¿Qué más puedo hacer, sino llorar?

Era de noche y estaba él solo. Vio de lejos las murallas de una gran ciudad y se aproximó.

Cuando estaba ya muy cerca, escuchó la algazara, las risas de alegría y el sonido penetrante de la música. Llamó, y uno de los guardas lo abrió. Contempló una casa de mármol con unas suntuosas columnatas. En la gran sala de la fiesta, vio tumbado en una cama de púrpura a un joven con el pelo coronado de rosas rojas y con los labios encendidos por el vino. Se acercó, le tocó en el hombro y le dijo:

—¿Por qué llevas esa vida? Y el joven se volvió y, habiéndolo reconocido, contestó:

—Yo era leproso y tú me curaste. ¿Y qué otra vida iba a llevar?

Un poco más allá vio a una mujer con la cara pintada y un vestido de colores llamativos. Sus pies llevaban calzados con perlas. Detrás de él, iba un joven con el paso lento como de un cazador. La cara de la mujer era hermosa como la de un ídolo y los ojos del joven brillaban, encendidos de deseo. Y él, tocándolo en una mano, le dijo:

—¿Por qué vas detrás de esa mujer y la miras con esos deseos impuros? El joven se volvió y, habiéndolo reconocido, dijo:

—Yo era ciego y tú me devolvías la vista. ¿Y con qué otra mirada debía mirarla? Él tocó el traje de la mujer, que le dijo:

—Me perdonaste todos mis pecados, y ese camino que sigo es agradable...
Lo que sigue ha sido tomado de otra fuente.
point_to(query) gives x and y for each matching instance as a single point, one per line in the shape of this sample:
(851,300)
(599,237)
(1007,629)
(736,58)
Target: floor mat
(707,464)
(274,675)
Entonces él sintió en su corazón un pinchazo de tristeza y abandonó la ciudad.

Al salir, vio sentado en un banco a un chico que lloraba. Se acercó, y acariciando los rizos de su pelo, le dijo:

—¿Por qué lloras?

El chico levantó los ojos para mirarle, y reconociéndole, dijo:

—Yo estaba muerto, y tú me resucitaste. ¿Qué más puedo hacer, sino llorar?